Re: 'persona', indicating 'private browsing mode' over the net from David Singer on 2015-03-03 (public-privacy@w3.org from January to March 2015)

From: David Singer <singer@apple.com>
Date: Tue, 03 Mar 2015 13:28:39 -0800
To: Joseph Lorenzo Hall <joe@cdt.org>
Cc: ifette@google.com, "public-privacy (W3C mailing list)" <public-privacy@w3.org>
Message-id: <54324E34-8BEC-4990-8164-5785C6AC2900@apple.com>
> On Mar 3, 2015, at 12:40 , Joseph Lorenzo Hall <joe@cdt.org> wrote:
> 
> On Mon, Mar 2, 2015 at 2:22 PM, Ian Fette (イアンフェッティ) <ifette@google.com> wrote:
>> Do you really want the same ID being sent to all sites? On the one hand
>> we're already spewing IP addresses everywhere and this can be used to do
>> retargeting and/or various data combination across sites, but now if you've
>> got a stable identifier (over the life of the browsing session, which could
>> be long) that actually seems like quite a privacy hit to me.
> 
> This is a really great point that I don't think we've seen raised yet
> in this discussion. David (Singer): would origin-scoped identifiers
> solve this problem or is the shared persona identifier a feature in
> your opinion?

Hi, sorry, got behind-hand

I wondered about it, of course.

The problems with scoped identifiers are (at least):
a) defining what they are scoped by.  ‘The user you think it is from some other information, if any’ is not very good standards-writing.
b) if it’s scoped by the machine, you can’t carry on searching for your SO’s birthday present from your phone (on the go) to your laptop (at home)

I get it that the UUID offers ‘perfect’ identification (well, a claim to be the same persona of the same person), but that only becomes a problem if you were trying not to reveal in the first place.

There is a conflict between asking the network “please respect the contexts and boundaries of this aspect of me” and “I’m trying to be anonymous”.  Indeed, it seems silly to say them both at the same time.


I’m not wedded to UUIDs, of course, if problem (a) can be solved.

> 
>> I've also not really see any notion of "multiple distinct browser sessions"
>> take off. Incognito / private mode enjoys some nontrivial use, but I'm still
>> amazed at how few people know it exists.
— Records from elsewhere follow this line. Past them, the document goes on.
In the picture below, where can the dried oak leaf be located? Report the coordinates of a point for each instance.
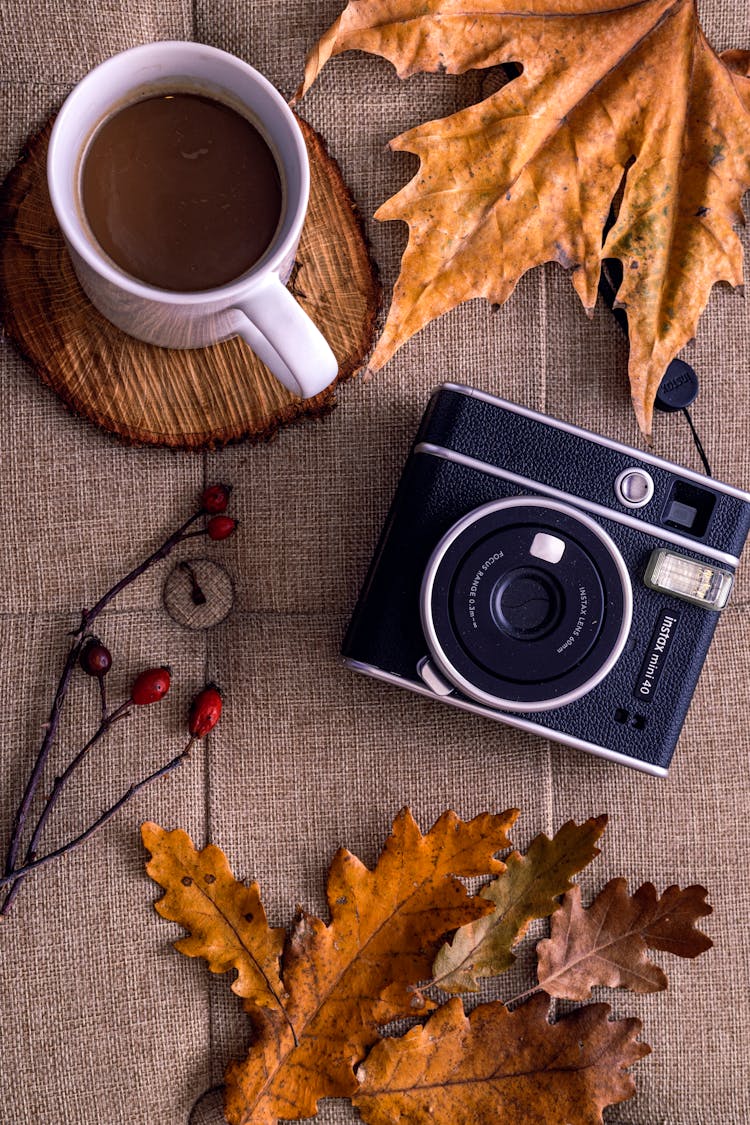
(529, 888)
(344, 979)
(502, 1067)
(606, 944)
(530, 173)
(225, 918)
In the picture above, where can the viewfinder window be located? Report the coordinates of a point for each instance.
(688, 509)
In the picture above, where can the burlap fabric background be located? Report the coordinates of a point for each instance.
(102, 1022)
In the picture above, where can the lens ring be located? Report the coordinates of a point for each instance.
(433, 577)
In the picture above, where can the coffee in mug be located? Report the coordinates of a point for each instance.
(181, 191)
(192, 279)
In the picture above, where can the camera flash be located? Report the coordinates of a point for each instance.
(690, 579)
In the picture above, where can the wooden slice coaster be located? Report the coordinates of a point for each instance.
(183, 399)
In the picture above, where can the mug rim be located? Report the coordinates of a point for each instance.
(74, 234)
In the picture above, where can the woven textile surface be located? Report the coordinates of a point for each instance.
(102, 1022)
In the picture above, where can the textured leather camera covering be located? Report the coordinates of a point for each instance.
(386, 630)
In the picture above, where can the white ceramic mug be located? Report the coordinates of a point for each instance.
(255, 306)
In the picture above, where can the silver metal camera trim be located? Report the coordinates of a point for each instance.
(598, 440)
(436, 650)
(578, 502)
(508, 720)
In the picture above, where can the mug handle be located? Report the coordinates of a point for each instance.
(283, 336)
The ability to have multiple
>> distinct profiles exists in Chrome and other browsers, but as much as we as
>> an industry try to push the notion, I can't say I've ever personally seen
>> anyone at an airport or cafe (aka not a Google or Apple office) actually
>> using this. I think the UI / change aversion / inertia present harder
>> problems than the technical problem of isolation within a profile.
> 
> I've heard grumblings that the notion of sessions altogether are
> getting a bit stale in terms of how people use browser UAs... that's a
> bit depressing to me (I use one browser locked down and then open
> things that need full cookies, JS, etc. in another browser that scrubs
> stuff on close (session end)). But I suspect Ian is very correct that
> making the distinction between nominal/private/persona interaction
> modes to users is going to be very very hard.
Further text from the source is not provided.